C'è un peso che non si misura in chili, ma in sguardi. È il carico invisibile di chi, ogni mattina, deve negoziare il proprio diritto di esistere in uno spazio pubblico che la vorrebbe diversa, con la pelle più levigata, più conforme, semplicemente meno sé stessa. Non è solo questione di vanità ferita o di un selfie venuto male; è una faccenda di diritti, di salute mentale e di quella dignità che troppo spesso viene erosa da un commento non richiesto o da una risatina soffocata in metropolitana.
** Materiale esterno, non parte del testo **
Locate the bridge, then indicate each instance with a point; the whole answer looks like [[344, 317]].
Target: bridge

Per questo, il 16 maggio smette di essere una data qualunque sul calendario per diventare un megafono: la prima Giornata nazionale contro la denigrazione dell’aspetto fisico, il cosiddetto body shaming.
L’appello dell’ex ministro Brunetta: “È violenza psicologica, morale, materiale”
L'Italia diventa così uno dei primi Paesi europei a dare un nome istituzionale a una ferita che troppe persone portano in silenzio. In un intervento potente affidato alle pagine del Corriere della Sera, l’ex ministro e parlamentare Renato Brunetta ha definito il body shaming per quello che è: una violenza psicologica, morale e materiale, capace di produrre sofferenza e isolamento. La testimonianza del presidente del CNEL ci ricorda come la denigrazione del corpo non risparmi nessuno e colpisca duramente anche gli uomini: si pensi alle feroci ironie sulla sua statura, o ai casi internazionali di attori come Russell Crowe e Brendan Fraser, messi alla gogna per i loro cambiamenti fisici in termini di peso.